Eğer siyasi ahlaktan sapılırsa bu sapmayı yaşayan topluluklar iflah olmaz. Gelecek Partisi olarak bizler kaybedilen her siyasi ahlak değerini ayağa kaldırmaya kararlıyız. Rant, faiz, imar yolsuzluklarının sonunu getirip Hazine'yi göz bebeğimiz gibi koruyacağız.
Bu yolu takip ederlerse iki ay içinde tüketici enflasyonu yüzde 20'yi geçecek, üretici enflasyonu zaten yüzde 27. Biz iktidarı bıraktığımızda üretici enflasyonu yılda 3.2, tüketici enflasyonu yüzde 5.5 idi. Bunun sebebi cehaletiniz, kendi çıkarınızı düşünmenizdir.
Bir şarkıcının kredi borçlarını yapılandırmakta, müteahhitlere milyarlarca dolar aktarmakta, 14-15 uçağı envanterde tutmakta çok cömertsiniz ancak borcunu ödeyebilecek bir üniversiteyi kapatıp öğrencilerin geleceğini heba etmekte cimrinin cimrisisiniz. Çin Dışişleri Bakanı'nı ağırlıyorlar bugün. Ağırlasınlar. Ama Çin'in baskılarıyla Türkiye'deki Uygur kardeşlerimizi teslim ederek Çin'den 3-5 kuruş gelecek diye düşünüyorlarsa yeri göğü inletiriz, bir tek Uygur kardeşimizin iadesine razı olmayız.
Çin ile ilişkileriniz iyi olsun, dünyada hiçbir ülke ile kötü olmasın. Ama zulme, baskıya, milli kültürümüzün en temel değerlerinin yok edilmesine sessiz kalmayın.
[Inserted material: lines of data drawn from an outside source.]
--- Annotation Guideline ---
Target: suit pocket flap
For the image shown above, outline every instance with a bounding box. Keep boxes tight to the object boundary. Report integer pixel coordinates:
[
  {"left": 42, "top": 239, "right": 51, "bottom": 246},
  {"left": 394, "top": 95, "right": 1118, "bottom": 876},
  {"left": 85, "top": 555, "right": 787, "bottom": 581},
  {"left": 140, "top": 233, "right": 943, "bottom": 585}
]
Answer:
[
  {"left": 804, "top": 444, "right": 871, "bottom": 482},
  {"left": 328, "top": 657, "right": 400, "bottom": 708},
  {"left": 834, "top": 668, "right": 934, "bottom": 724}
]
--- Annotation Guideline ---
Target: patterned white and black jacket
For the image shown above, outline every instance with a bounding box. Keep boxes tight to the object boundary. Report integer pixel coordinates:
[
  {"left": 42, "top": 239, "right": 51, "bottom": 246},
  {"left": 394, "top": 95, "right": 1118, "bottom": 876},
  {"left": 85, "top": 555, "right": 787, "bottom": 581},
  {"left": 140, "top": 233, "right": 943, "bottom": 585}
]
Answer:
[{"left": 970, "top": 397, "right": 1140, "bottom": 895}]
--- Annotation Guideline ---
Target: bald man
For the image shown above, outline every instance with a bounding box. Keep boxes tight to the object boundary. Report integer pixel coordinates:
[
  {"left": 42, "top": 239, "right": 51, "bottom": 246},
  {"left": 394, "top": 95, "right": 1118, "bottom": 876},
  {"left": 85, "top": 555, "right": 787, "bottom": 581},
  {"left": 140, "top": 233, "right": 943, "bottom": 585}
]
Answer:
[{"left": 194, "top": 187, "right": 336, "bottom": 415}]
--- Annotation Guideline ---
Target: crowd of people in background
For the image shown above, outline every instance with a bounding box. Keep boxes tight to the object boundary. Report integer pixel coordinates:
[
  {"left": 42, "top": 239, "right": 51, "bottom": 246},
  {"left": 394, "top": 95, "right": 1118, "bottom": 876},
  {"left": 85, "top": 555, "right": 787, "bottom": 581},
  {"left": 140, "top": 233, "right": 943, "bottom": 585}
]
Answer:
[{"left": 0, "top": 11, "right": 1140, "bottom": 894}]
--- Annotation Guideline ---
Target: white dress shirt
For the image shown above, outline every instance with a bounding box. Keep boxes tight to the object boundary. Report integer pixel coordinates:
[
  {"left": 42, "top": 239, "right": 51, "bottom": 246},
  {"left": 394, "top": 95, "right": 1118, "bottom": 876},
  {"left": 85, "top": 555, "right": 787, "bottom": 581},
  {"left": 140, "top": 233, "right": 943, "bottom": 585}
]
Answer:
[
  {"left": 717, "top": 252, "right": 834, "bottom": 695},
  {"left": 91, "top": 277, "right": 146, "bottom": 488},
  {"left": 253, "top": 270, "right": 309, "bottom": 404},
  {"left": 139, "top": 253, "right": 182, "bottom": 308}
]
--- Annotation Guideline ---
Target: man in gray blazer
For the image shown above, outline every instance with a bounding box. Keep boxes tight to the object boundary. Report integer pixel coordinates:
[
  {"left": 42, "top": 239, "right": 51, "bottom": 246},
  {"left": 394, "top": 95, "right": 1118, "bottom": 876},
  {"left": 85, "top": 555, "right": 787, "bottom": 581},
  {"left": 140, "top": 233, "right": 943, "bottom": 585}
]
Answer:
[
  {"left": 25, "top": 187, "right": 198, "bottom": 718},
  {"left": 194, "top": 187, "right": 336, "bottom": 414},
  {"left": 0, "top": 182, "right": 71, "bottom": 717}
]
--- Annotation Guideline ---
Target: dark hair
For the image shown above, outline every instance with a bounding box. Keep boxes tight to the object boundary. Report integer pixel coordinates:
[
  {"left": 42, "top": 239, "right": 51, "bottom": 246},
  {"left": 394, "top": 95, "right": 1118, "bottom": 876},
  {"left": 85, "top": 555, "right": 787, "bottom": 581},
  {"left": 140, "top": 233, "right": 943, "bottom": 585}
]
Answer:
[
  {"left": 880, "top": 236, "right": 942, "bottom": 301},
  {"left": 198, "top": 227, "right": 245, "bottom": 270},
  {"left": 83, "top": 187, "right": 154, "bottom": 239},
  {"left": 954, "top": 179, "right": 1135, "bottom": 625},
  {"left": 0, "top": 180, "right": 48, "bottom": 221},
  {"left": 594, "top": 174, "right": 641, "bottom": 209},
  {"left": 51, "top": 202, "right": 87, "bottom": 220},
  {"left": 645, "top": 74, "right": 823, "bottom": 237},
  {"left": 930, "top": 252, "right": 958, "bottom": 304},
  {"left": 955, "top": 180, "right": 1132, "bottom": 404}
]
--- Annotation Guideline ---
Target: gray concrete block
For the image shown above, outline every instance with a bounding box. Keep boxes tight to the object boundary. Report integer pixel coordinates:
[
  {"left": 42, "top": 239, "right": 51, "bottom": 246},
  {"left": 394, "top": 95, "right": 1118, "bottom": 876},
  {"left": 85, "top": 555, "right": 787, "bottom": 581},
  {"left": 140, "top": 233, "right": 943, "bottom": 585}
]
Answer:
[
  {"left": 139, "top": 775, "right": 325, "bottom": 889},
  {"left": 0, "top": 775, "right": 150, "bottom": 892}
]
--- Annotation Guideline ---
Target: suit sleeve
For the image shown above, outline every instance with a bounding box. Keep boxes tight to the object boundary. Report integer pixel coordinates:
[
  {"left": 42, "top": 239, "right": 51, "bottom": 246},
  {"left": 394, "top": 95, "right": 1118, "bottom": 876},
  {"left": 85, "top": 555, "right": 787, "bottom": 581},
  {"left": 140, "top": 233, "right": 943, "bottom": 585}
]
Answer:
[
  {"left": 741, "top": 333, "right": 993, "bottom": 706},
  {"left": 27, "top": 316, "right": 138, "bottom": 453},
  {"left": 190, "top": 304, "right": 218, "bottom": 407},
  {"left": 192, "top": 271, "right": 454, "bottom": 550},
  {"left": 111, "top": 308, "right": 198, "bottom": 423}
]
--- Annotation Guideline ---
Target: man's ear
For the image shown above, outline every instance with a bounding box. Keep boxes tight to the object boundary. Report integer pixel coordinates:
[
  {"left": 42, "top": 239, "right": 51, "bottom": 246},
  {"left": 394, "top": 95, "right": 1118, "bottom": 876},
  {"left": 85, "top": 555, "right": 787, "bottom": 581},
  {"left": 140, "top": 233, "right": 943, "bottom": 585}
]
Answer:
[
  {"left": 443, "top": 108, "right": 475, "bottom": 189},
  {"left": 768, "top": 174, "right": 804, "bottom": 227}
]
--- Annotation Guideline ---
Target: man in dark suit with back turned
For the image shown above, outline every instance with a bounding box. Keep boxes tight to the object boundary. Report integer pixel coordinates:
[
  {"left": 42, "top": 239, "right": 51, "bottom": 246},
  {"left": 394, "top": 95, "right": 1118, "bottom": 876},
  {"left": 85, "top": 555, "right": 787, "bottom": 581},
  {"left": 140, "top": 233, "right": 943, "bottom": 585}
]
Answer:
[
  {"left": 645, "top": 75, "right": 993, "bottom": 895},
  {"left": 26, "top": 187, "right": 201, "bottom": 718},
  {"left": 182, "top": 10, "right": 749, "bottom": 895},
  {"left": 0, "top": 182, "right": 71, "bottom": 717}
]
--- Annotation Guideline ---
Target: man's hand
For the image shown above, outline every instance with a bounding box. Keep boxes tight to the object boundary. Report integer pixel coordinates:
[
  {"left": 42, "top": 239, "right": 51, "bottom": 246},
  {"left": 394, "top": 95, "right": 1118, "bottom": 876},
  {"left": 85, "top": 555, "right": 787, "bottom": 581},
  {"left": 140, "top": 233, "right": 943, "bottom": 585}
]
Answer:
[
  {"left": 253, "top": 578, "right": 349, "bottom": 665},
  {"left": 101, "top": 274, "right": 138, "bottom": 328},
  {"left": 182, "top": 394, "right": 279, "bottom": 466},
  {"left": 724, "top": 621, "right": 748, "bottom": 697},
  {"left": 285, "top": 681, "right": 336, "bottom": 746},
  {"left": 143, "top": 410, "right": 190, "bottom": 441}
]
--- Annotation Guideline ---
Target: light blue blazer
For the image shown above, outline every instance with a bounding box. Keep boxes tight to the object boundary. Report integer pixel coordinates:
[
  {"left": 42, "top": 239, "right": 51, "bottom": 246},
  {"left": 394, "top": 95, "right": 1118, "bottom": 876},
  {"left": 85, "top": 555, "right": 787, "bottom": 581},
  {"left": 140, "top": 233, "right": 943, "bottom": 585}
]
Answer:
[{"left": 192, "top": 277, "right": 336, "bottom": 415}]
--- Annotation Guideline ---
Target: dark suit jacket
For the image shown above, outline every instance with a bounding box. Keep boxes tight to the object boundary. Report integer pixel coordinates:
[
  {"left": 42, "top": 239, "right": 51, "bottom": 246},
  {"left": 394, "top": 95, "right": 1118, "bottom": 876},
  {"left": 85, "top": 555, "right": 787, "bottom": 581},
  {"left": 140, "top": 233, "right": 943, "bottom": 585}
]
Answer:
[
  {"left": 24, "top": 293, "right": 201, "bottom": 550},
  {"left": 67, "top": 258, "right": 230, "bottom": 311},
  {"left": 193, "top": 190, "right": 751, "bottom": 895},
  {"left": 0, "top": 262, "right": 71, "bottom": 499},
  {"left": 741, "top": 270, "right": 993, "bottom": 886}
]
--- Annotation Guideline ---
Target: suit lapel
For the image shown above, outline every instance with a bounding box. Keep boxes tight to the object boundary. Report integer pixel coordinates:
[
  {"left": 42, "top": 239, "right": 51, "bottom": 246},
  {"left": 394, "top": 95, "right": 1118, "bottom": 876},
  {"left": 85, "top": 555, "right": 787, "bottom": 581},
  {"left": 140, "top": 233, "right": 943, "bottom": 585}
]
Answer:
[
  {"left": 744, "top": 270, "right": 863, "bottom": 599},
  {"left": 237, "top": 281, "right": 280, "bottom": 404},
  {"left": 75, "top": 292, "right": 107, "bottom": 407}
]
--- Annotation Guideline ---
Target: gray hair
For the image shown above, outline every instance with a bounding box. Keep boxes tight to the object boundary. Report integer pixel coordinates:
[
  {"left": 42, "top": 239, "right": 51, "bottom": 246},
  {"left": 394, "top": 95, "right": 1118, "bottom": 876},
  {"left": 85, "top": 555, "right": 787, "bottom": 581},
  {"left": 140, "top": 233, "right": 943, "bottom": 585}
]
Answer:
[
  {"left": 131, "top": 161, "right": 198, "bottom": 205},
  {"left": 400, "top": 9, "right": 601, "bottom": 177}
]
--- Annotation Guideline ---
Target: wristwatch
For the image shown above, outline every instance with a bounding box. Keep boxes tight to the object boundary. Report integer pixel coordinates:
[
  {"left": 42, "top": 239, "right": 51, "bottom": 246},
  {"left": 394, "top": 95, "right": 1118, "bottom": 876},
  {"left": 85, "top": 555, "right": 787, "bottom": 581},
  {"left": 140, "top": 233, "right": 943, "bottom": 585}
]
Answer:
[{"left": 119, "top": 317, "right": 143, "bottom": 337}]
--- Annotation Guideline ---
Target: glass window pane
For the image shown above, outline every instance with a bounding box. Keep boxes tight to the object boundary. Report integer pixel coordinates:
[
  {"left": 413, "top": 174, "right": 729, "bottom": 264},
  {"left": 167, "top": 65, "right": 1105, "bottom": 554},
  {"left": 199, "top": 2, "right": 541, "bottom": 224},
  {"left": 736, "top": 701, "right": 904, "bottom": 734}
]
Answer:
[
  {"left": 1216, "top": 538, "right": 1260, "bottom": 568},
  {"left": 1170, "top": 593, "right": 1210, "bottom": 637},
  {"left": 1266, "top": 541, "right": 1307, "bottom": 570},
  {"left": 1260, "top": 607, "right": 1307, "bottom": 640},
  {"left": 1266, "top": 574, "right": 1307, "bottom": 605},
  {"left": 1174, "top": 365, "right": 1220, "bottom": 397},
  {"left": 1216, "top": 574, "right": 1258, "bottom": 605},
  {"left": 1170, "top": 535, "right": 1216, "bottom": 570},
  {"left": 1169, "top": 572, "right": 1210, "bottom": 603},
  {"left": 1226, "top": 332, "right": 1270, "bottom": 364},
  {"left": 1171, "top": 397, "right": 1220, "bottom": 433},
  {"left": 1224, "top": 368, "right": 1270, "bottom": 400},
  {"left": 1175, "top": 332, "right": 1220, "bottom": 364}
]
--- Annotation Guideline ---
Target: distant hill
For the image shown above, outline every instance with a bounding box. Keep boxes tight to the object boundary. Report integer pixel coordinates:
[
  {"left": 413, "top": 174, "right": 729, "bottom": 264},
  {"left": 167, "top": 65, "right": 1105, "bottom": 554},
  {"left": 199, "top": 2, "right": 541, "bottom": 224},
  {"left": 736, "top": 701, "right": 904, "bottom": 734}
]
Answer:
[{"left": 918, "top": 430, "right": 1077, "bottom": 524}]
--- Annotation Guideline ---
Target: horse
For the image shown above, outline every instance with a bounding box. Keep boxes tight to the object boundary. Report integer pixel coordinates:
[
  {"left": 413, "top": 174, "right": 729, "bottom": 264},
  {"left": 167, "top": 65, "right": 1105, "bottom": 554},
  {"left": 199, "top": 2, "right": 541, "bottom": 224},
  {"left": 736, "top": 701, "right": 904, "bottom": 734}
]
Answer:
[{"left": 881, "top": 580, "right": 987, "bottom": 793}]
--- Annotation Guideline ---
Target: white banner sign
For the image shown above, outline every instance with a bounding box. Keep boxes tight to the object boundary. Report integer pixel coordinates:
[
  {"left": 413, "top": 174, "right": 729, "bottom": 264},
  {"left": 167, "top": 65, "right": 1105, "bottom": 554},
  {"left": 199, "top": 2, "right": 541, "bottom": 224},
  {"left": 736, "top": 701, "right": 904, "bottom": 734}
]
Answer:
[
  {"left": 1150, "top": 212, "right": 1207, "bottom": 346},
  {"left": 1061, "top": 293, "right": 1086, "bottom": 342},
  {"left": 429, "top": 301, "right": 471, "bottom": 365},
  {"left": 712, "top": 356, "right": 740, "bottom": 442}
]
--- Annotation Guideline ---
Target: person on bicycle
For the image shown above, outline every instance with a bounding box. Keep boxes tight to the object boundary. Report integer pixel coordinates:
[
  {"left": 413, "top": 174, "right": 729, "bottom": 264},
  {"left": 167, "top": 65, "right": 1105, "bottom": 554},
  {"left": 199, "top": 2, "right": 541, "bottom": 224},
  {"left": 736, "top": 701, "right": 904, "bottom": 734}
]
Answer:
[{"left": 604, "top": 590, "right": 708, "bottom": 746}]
Her yere, sık sık bize de kükreyen Sayın Bahçeli nerede? Hani milliyetçiliğiniz, hani Türkçe aşkınız? Uygur bölgesi Türklerin İslamlaşmasının başladığı yerdir. Medeniyetimizin doğu şehridir. Türkçe'nin doğduğu, lügatının, devlet kültürünün yazıldığı yerdir.
Ankara'da vaka artışlarının hızlandığı ve Ankara'nın da kızardığı ama AK Parti ve MHP kongreleri dolayısıyla bunun ertelendiği bilgisi var. Gelecek hafta Ankara da kırmızıya dönerse bunların riyakarlıkları, fırsatçılığı, yalanları bir kez daha ortaya çıkacak."